The Ministry of Health, Labor and Welfare (MHLW) has released an estimate that about 2.8 million nursing care workers will be needed in fiscal 2040, when the number of elderly people aged 65 and over will almost reach its peak. According to the research done by the Ministry, about 36% of the total population is expected to be aged 65 and over in 2040.
The estimate was calculated based on the projected use of long-term care insurance services compiled by each prefecture. The number of nursing care workers has been increasing every year, and as of fiscal 2007, there were approximately 2.11 million. Even if we take into account the pace of increase in recent years, there will be a shortage of 220,000 people in FY2013, when the baby boomers will turn 75 or older, and 650,000 people in FY2040.

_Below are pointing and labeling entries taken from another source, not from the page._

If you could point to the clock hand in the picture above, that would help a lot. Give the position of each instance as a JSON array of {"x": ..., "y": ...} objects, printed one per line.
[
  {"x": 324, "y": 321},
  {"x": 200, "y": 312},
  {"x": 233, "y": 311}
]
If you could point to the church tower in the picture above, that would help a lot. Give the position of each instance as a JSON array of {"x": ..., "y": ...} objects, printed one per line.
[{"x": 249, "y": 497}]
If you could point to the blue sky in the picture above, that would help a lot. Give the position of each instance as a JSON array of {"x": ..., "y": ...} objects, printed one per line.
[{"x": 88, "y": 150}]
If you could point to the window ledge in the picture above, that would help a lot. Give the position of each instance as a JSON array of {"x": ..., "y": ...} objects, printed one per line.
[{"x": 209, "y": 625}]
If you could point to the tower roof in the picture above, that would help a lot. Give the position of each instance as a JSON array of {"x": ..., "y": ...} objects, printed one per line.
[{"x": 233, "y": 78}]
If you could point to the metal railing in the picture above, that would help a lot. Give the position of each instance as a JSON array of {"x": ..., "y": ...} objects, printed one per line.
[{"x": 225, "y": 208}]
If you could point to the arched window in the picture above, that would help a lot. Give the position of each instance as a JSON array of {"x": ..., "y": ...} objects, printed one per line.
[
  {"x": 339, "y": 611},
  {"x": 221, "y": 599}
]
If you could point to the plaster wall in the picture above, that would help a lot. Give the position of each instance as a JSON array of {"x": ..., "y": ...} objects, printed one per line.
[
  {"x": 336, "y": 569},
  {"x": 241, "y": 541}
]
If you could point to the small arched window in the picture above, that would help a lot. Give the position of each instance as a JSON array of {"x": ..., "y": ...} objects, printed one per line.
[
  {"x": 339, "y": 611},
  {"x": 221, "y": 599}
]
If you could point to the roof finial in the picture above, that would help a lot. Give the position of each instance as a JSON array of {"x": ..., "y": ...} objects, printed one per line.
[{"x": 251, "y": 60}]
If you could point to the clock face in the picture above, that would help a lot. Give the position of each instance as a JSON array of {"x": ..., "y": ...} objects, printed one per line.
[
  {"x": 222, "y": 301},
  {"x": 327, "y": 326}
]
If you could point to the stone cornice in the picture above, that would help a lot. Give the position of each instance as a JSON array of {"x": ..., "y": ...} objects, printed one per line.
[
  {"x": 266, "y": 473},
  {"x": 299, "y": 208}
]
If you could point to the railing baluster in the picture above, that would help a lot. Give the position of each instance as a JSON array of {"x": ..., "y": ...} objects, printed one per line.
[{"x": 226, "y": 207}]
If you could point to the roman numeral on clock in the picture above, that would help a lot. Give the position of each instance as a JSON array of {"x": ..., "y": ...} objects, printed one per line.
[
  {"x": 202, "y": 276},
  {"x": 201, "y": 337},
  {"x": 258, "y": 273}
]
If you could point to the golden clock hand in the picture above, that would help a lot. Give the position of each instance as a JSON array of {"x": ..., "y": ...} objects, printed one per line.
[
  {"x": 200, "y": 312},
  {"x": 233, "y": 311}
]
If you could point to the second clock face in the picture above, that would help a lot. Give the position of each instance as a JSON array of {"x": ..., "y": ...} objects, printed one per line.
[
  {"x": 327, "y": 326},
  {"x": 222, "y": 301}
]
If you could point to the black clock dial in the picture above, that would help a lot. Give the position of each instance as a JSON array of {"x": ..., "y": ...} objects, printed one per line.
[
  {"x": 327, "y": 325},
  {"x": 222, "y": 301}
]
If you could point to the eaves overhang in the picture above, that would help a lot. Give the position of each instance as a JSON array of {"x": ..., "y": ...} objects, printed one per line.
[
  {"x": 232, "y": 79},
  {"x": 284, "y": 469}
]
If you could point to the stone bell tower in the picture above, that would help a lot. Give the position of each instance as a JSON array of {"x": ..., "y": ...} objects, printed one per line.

With a declining birthrate and an aging society, the finances of long-term care insurance and the sustainability and stability of the system are of great concern. However, if there are no workers, the system will not be able to maintain its services even if it exists.
With an eye on the future increase in demand, we need to pay close attention to securing nursing care workers.
Under these circumstances, what motivates people working in the nursing care industry? The following survey results were revealed.
- (2) To use my experience and skills for society
- (1) To build up my career
- (3) To earn a living
- (4) To broaden my horizons
- (9) No other job is available
- (5) Eager to have a job
- (8) Discontented with a previous job
- (10) Being told to work
- (7) To do various kinds of jobs
- (6) To avoid being idle
Source: INTELLIGENCE (Conducted among men of all ages)
* Figures in parentheses are women’s results.